Un inaspettato sorriso fiorì sulle labbra dello staffiere.

“Linette è sempre così gentile e disponibile con me… mi è stata molto vicina, quando sono arrivato a Camelot e non conoscevo ancora nessuno – nessuno… tranne mio zio, ovviamente – e non era tenuta a farlo, perciò credo di piacerle e-”

 

“Lei è gentile e disponibile con tutti. Questo non fa testo”, lo freddò il nobile Pendragon, senza riguardi, ma il servitore, anziché avvilirsi, allargò la sua espressione innamorata.

 

“Se permettete, Sire… lasciate che sia lei a deciderlo. Voglio solo una possibilità”.

 

“E tu pensi seriamente che funzionerà?
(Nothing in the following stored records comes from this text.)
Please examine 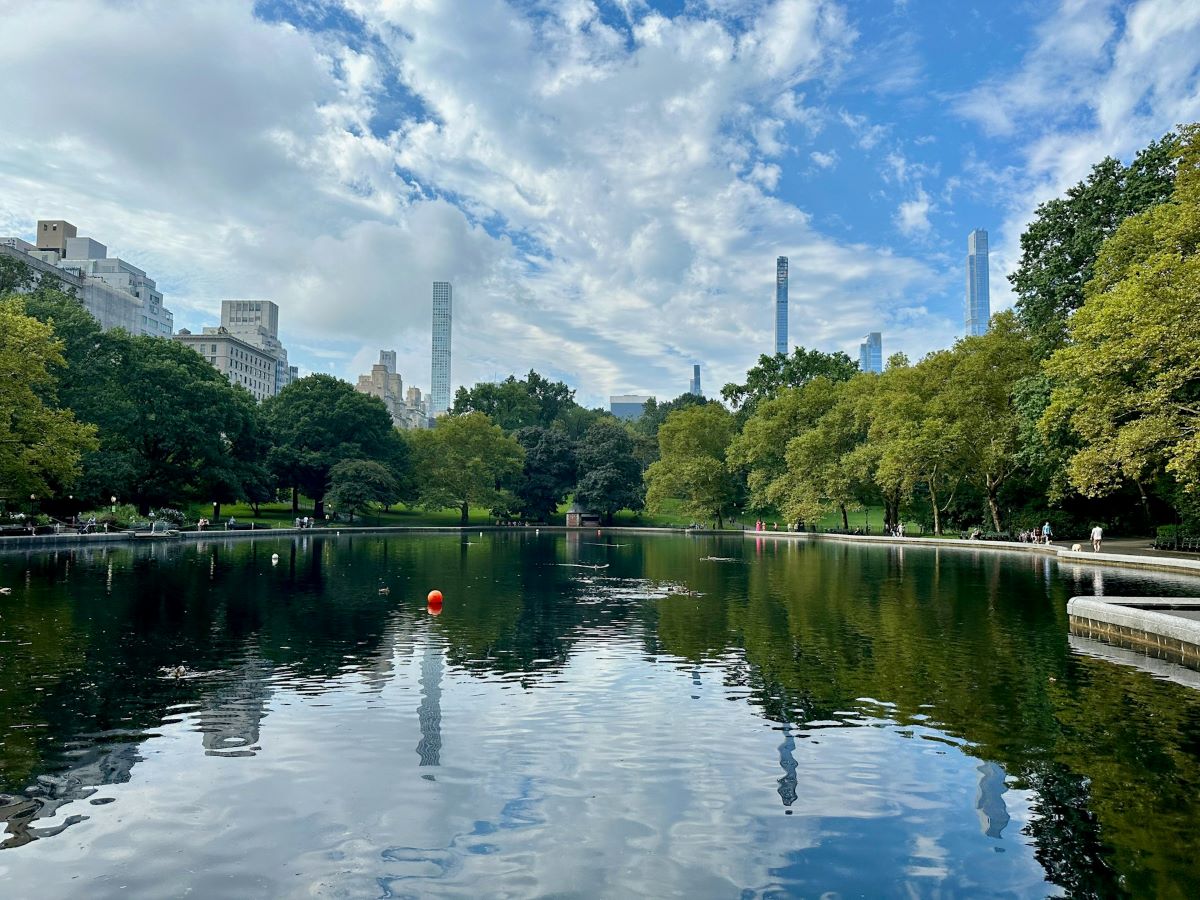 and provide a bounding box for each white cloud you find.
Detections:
[809,150,838,169]
[895,186,934,238]
[0,0,950,401]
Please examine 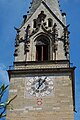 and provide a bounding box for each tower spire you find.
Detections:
[29,0,60,16]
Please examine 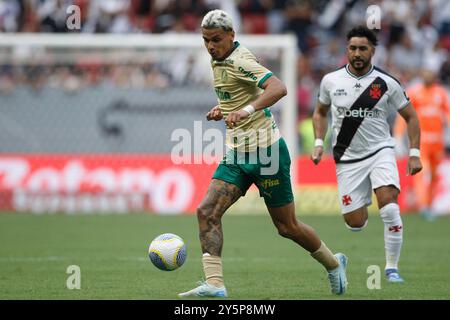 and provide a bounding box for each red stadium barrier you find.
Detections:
[0,154,450,214]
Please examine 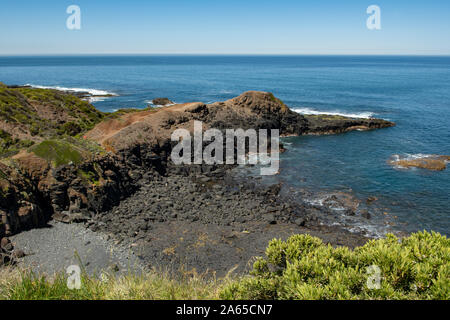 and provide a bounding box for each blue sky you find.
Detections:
[0,0,450,55]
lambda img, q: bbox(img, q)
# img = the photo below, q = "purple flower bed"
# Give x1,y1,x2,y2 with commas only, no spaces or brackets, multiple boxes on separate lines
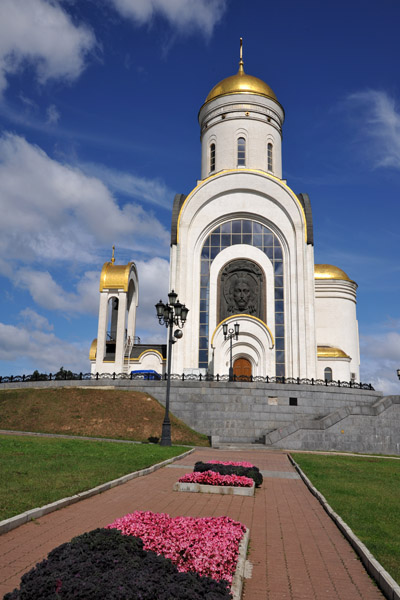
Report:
193,460,263,487
4,529,232,600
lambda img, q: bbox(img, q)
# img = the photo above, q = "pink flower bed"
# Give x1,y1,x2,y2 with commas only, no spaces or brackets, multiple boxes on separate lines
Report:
206,460,254,469
178,471,254,487
107,511,246,584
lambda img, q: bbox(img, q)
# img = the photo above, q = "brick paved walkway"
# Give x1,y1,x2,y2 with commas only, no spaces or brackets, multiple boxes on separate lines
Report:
0,448,383,600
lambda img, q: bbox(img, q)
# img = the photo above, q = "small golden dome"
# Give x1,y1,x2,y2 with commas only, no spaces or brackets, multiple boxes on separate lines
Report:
89,338,97,360
100,262,135,292
314,265,351,281
205,38,278,103
317,346,350,358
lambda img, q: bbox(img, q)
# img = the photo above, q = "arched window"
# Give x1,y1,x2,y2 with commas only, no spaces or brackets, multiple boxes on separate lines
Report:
238,138,246,167
267,142,273,171
210,144,215,173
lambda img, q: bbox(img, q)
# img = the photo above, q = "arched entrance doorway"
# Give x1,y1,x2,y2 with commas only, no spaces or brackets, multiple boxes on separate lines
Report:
233,358,251,381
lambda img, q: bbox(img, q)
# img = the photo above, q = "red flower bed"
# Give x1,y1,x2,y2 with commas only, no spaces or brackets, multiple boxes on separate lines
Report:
178,471,253,487
107,511,246,584
208,460,254,469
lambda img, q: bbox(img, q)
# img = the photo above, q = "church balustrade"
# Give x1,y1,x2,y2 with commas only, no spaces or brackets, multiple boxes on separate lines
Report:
0,371,374,391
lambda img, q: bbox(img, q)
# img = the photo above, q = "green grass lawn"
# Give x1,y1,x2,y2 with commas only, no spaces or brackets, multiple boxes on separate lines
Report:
291,453,400,583
0,435,188,520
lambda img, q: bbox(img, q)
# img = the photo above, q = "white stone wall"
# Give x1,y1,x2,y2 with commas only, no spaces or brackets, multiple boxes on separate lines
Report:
128,350,165,375
91,263,139,373
199,94,284,179
315,279,360,381
170,170,316,377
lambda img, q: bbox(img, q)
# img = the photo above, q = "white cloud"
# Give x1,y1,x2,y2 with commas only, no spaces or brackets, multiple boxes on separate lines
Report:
14,267,100,315
0,323,90,373
0,0,96,94
0,134,169,275
111,0,227,36
360,322,400,395
79,163,173,210
347,90,400,169
19,308,54,331
46,104,61,125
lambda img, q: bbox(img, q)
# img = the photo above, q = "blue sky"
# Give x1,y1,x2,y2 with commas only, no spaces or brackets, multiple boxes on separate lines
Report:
0,0,400,393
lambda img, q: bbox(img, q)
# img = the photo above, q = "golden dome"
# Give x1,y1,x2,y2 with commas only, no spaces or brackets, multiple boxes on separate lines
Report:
206,66,278,102
206,38,278,103
89,338,97,360
314,265,351,281
317,346,350,358
100,262,135,292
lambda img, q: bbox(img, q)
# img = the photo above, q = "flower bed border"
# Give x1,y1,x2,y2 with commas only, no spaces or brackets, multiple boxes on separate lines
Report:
231,527,250,600
172,481,255,496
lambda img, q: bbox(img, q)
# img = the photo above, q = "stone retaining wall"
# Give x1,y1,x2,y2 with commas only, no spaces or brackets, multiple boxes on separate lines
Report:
0,379,400,454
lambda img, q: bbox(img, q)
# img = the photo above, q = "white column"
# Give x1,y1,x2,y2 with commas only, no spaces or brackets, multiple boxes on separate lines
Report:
115,292,127,373
96,292,108,373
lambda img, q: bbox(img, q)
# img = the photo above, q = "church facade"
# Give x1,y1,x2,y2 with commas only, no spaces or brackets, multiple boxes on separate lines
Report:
90,47,360,381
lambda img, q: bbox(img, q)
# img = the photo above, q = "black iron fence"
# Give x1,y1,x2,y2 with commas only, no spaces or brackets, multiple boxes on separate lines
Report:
0,371,374,390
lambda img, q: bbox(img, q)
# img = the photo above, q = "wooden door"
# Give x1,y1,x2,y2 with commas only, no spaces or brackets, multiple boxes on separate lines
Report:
233,358,251,381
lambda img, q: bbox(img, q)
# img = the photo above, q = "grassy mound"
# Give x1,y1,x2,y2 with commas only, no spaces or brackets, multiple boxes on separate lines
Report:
0,387,209,446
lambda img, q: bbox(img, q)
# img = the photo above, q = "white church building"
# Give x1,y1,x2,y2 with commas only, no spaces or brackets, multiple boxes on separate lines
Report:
90,45,360,381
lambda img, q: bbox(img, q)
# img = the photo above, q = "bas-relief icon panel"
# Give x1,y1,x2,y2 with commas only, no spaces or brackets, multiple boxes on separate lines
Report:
218,259,265,322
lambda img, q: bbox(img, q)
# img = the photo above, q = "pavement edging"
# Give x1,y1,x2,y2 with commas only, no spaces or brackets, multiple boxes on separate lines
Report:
0,448,195,535
288,453,400,600
231,528,250,600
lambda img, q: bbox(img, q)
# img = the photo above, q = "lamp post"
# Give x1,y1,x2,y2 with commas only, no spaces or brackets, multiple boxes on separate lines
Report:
156,290,189,446
222,323,239,381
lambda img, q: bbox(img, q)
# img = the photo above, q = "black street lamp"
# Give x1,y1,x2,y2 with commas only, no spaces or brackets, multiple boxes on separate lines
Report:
222,323,239,381
156,290,189,446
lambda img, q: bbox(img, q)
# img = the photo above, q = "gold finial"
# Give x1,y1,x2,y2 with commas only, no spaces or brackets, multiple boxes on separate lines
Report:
238,38,244,73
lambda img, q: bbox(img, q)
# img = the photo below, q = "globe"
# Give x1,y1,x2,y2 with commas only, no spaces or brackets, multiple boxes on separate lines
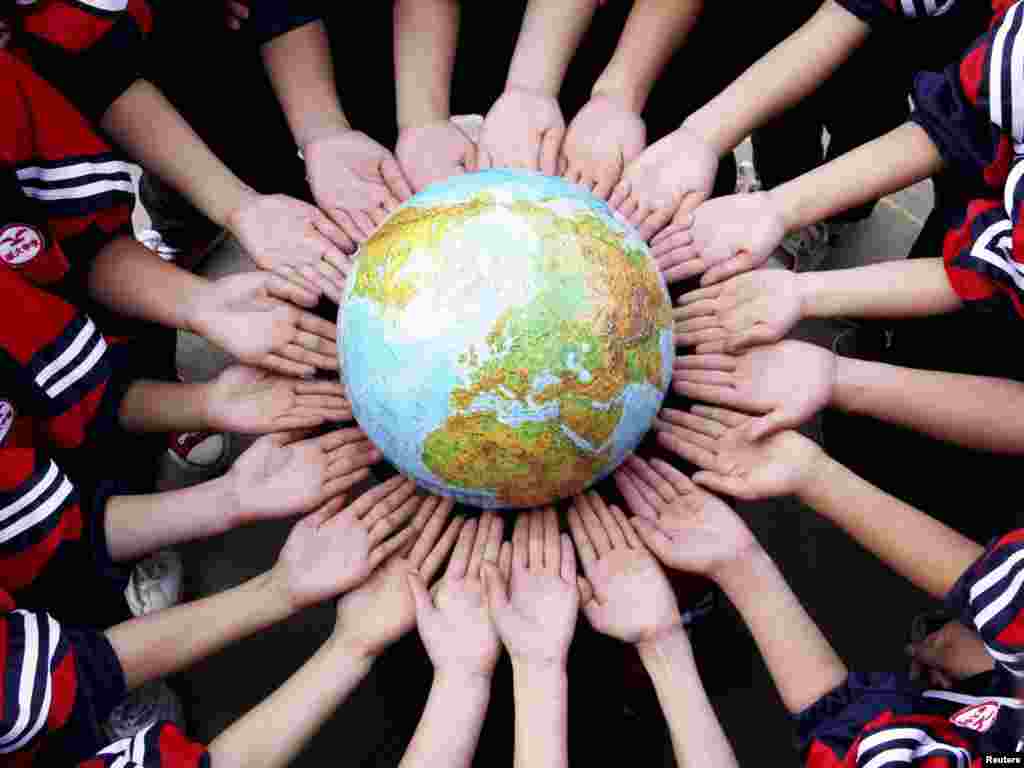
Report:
338,170,675,509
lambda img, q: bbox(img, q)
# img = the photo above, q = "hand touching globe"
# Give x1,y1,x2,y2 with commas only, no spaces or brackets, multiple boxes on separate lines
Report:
338,171,675,508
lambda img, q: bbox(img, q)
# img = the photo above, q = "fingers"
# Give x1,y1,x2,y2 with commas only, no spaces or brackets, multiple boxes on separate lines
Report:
630,517,672,563
417,503,466,580
575,494,611,558
512,512,530,570
538,127,565,176
540,507,561,584
700,251,757,286
551,532,577,585
409,496,452,575
610,505,643,549
263,272,319,307
497,542,512,584
407,571,437,625
566,503,597,569
380,154,413,201
368,525,417,568
444,520,480,579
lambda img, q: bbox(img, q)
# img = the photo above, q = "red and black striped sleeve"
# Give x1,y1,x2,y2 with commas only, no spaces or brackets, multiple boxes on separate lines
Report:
946,528,1024,682
0,595,126,765
17,0,153,123
79,721,210,768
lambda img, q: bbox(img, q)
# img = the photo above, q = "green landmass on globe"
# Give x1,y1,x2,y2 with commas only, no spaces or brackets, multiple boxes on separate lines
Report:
339,171,674,507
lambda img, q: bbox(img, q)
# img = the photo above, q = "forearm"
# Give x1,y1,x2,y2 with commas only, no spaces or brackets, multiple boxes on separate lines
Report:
105,573,292,689
102,80,254,226
831,357,1024,454
399,674,490,768
89,238,208,331
593,0,703,113
798,456,983,599
768,123,943,232
637,627,738,768
512,662,569,768
685,0,870,155
119,379,210,432
797,258,963,318
260,22,349,148
104,475,241,562
394,0,459,128
505,0,598,96
209,641,373,768
716,549,847,713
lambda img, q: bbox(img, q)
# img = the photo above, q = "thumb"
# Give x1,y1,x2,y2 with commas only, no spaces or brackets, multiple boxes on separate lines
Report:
408,571,437,625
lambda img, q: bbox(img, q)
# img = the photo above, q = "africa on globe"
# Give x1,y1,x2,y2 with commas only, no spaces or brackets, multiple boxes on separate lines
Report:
338,171,675,508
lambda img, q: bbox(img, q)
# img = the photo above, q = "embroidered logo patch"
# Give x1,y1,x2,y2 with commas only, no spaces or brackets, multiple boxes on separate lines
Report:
0,224,43,266
949,701,999,733
0,400,14,444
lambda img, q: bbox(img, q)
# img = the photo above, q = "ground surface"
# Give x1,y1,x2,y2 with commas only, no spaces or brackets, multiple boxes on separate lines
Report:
139,147,991,767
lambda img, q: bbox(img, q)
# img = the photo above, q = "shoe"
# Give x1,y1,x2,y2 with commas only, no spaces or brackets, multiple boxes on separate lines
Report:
736,160,762,195
125,549,184,617
135,229,181,261
781,222,833,272
167,431,227,472
103,680,185,741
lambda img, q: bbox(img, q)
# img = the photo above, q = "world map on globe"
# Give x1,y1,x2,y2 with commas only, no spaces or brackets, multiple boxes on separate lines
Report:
338,170,675,508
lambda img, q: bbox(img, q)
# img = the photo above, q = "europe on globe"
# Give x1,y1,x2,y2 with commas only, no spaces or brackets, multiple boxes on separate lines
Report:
338,170,675,508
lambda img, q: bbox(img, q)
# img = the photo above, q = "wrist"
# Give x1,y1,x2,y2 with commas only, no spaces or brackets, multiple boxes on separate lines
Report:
590,75,648,115
680,105,735,158
714,544,775,603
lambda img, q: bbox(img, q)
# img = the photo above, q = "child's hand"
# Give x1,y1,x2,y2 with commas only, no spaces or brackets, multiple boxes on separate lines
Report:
568,493,682,643
270,475,420,610
394,120,476,193
906,620,995,688
560,94,647,200
204,366,352,434
334,496,464,657
673,269,804,352
651,193,785,286
615,456,759,579
477,88,565,176
672,341,836,440
410,512,512,678
227,195,355,303
188,271,338,376
483,507,580,669
227,427,382,524
303,130,413,243
608,127,718,240
654,406,824,501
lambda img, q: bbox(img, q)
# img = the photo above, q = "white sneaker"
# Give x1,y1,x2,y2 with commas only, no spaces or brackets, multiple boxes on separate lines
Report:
103,680,185,741
125,549,184,616
135,229,181,261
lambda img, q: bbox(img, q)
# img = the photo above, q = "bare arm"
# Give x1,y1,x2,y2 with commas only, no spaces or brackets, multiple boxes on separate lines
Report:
261,22,349,148
101,80,256,226
684,0,870,155
505,0,598,96
593,0,703,113
637,627,738,768
831,357,1024,454
394,0,459,128
798,456,983,599
210,641,373,768
716,547,847,713
797,258,963,317
768,123,943,231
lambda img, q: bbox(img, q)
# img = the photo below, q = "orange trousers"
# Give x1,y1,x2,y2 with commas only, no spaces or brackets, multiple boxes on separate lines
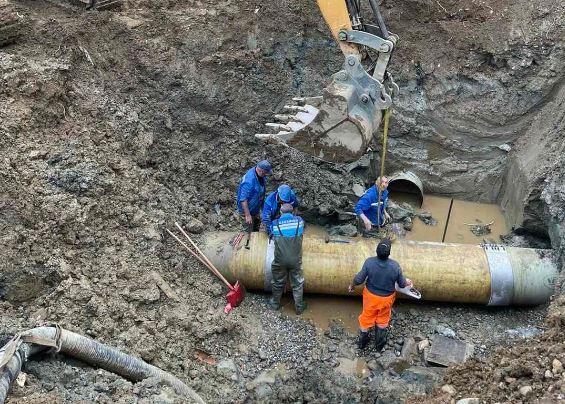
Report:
359,287,396,330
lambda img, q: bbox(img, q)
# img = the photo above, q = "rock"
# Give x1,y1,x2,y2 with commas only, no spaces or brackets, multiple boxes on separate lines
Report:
386,358,410,374
400,366,446,394
255,384,273,400
418,339,431,352
441,384,457,396
551,359,563,375
455,397,481,404
518,386,533,397
435,324,455,338
504,327,543,338
216,359,239,380
400,337,418,360
353,184,365,197
418,212,437,226
186,219,204,234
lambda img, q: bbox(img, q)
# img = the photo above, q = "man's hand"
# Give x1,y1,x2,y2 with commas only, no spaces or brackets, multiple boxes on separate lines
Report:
245,213,253,226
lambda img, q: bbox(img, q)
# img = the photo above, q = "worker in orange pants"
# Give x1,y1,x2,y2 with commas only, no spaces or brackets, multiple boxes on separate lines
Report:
349,239,412,351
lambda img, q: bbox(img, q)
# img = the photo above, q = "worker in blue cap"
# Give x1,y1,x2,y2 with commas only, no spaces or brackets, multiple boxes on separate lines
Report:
237,160,273,231
355,177,390,236
261,184,298,236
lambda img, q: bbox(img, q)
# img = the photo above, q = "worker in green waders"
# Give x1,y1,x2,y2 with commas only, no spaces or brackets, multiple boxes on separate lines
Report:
269,203,306,314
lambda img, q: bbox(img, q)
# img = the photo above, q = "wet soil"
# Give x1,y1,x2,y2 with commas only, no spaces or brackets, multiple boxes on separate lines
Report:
0,0,565,403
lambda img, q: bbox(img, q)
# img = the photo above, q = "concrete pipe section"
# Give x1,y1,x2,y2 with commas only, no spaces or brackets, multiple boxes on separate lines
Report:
204,232,557,306
388,171,424,208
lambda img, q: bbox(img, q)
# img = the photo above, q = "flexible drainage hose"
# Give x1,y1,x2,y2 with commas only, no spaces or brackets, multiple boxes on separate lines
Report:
0,327,204,404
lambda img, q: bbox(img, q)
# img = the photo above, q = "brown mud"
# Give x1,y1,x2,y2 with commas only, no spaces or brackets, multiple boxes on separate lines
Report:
0,0,565,403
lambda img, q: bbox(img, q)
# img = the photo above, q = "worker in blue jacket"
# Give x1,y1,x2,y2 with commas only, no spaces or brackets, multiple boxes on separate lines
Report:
261,184,298,235
237,160,273,231
269,203,306,315
355,177,390,232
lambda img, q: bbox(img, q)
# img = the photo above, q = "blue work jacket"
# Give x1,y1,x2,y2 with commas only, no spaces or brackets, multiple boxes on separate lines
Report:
273,213,304,238
237,167,267,216
261,190,298,234
355,185,388,226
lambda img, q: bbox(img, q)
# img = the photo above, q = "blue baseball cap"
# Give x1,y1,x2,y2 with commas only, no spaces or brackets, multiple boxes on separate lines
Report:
277,184,292,202
257,160,273,175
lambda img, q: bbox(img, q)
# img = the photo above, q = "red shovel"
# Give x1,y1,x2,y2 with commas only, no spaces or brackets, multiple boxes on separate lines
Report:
167,222,245,314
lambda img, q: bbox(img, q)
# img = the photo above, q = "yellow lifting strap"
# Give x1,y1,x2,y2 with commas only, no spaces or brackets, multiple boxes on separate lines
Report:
380,108,392,178
377,108,392,227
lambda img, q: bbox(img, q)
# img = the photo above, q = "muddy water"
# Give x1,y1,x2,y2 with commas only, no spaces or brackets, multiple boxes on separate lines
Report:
445,200,509,244
282,194,508,348
282,294,362,332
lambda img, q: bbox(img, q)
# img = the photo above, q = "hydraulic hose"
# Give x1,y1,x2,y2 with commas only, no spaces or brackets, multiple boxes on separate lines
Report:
0,327,204,404
369,0,389,39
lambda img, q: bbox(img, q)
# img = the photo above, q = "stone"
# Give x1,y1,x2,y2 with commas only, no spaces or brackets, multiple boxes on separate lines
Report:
551,359,563,375
400,337,418,360
504,327,543,339
353,184,365,197
455,397,481,404
367,359,379,370
418,339,431,352
400,366,446,394
441,384,457,396
255,384,273,399
216,359,239,380
186,219,204,234
518,386,533,397
435,324,456,338
426,335,475,366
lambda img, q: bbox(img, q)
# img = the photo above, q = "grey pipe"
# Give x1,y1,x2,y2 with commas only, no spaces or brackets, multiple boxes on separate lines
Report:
0,327,204,404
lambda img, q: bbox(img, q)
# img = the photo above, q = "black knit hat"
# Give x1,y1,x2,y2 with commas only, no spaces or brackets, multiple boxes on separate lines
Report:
377,238,391,260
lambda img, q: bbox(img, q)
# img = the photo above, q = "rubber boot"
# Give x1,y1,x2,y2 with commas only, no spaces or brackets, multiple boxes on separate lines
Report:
357,331,371,349
269,292,282,310
294,300,308,315
375,326,388,352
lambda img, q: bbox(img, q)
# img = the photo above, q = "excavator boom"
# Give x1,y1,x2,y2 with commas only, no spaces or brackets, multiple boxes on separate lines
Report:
255,0,398,163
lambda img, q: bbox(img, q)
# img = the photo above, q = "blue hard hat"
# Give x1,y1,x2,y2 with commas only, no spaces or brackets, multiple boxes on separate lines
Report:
257,160,273,174
277,184,292,202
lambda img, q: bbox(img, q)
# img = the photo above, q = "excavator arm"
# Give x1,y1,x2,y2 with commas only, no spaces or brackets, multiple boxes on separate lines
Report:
255,0,398,163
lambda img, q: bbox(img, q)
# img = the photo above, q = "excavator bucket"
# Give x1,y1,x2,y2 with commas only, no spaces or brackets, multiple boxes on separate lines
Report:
255,0,398,163
255,55,398,163
0,0,22,48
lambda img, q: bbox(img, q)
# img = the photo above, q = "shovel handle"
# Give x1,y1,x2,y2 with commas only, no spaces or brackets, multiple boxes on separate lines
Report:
175,222,233,290
167,229,233,290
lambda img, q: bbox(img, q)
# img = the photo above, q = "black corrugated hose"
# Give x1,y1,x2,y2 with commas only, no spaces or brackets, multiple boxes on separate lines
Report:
0,327,204,404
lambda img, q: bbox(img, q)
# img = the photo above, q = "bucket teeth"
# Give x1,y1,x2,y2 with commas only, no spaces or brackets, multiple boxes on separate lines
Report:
292,95,324,107
255,97,322,154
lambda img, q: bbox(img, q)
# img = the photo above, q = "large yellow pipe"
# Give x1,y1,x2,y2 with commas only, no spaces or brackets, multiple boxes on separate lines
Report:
204,233,557,305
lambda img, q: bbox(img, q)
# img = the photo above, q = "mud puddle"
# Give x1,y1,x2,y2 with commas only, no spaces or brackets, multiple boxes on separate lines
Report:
282,294,363,333
391,193,509,244
282,193,508,334
336,358,371,379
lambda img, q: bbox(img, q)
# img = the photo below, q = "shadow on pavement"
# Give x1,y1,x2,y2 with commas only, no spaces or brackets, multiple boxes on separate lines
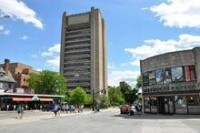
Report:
112,114,200,120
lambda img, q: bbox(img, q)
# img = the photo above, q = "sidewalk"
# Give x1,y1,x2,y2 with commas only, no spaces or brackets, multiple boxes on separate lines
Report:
0,111,92,127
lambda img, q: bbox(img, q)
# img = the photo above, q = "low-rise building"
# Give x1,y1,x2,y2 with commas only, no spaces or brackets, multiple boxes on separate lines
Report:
140,47,200,114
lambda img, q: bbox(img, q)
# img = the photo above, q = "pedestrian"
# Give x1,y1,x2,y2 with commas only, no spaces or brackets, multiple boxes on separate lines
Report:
17,105,22,119
53,104,58,116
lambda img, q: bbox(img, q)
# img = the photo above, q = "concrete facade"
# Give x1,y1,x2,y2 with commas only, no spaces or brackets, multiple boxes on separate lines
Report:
60,7,107,93
140,47,200,114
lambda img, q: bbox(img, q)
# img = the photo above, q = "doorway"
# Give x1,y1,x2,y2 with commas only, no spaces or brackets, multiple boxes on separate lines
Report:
158,97,174,114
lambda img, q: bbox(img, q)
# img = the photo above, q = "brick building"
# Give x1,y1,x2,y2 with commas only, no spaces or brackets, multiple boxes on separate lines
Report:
140,47,200,114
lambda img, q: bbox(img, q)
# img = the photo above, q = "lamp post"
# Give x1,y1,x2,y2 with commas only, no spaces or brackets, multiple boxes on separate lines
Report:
74,73,79,87
92,89,101,111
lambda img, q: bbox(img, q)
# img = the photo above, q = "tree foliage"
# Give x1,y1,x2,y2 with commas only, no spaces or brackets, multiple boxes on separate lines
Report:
28,70,66,94
70,87,87,105
108,87,125,106
99,95,110,108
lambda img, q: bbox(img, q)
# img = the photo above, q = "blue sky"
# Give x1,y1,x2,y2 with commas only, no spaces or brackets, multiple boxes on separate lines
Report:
0,0,200,85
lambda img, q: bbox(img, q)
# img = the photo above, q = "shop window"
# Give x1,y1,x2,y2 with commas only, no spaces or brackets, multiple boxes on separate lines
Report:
148,71,156,85
185,66,196,81
172,67,185,82
187,95,200,105
150,97,157,113
156,70,163,84
142,73,149,86
175,96,187,114
144,97,151,112
187,95,200,114
163,68,172,84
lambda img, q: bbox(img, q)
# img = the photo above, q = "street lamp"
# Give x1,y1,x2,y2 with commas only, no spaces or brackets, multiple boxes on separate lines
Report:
92,89,101,111
74,73,79,87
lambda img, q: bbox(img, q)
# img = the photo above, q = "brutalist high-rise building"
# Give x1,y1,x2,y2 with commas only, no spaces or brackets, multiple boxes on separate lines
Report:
60,7,107,94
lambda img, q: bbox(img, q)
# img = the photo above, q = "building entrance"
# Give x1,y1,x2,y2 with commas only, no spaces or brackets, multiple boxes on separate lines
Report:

Sai già cosa dirle?”

 

“Non ancora, ma spero che mi dirà di sì”, sorrise il giovane, con quella spensieratezza tipica dei cuori conquistati.

 

Arthur sentì lo stomaco attorcigliarsi ancora una volta.

Lo invidiava. Invidiava la facilità con cui quell’uomo umile poteva stare con lei. E forse renderla felice come lui non era riuscito a fare.

 

Se Linette avesse accettato la sua corte, forse si sarebbe distratta dalle sue colpe e dai suoi tormenti.

E loro, in qualche modo, avrebbe ricucito quel loro rapporto lacerato.

 

Certo. Dare quel consenso gli strappava il cuore brandello per brandello. Ma era per il bene di lei, no?

E quel ragazzo sembrava davvero un tipo perbene, le sue intenzioni parevano onorevoli.

Oltretutto, Blaise non avrebbe mai tollerato uno scavezzacollo, parente o non parente.

 

“D’accordo. Hai il mio permesso”, concesse infine, con solennità. E mentre il giovane spalancava un’espressione di pura gioia, egli si sentiva sprofondare nella disperazione più cupa.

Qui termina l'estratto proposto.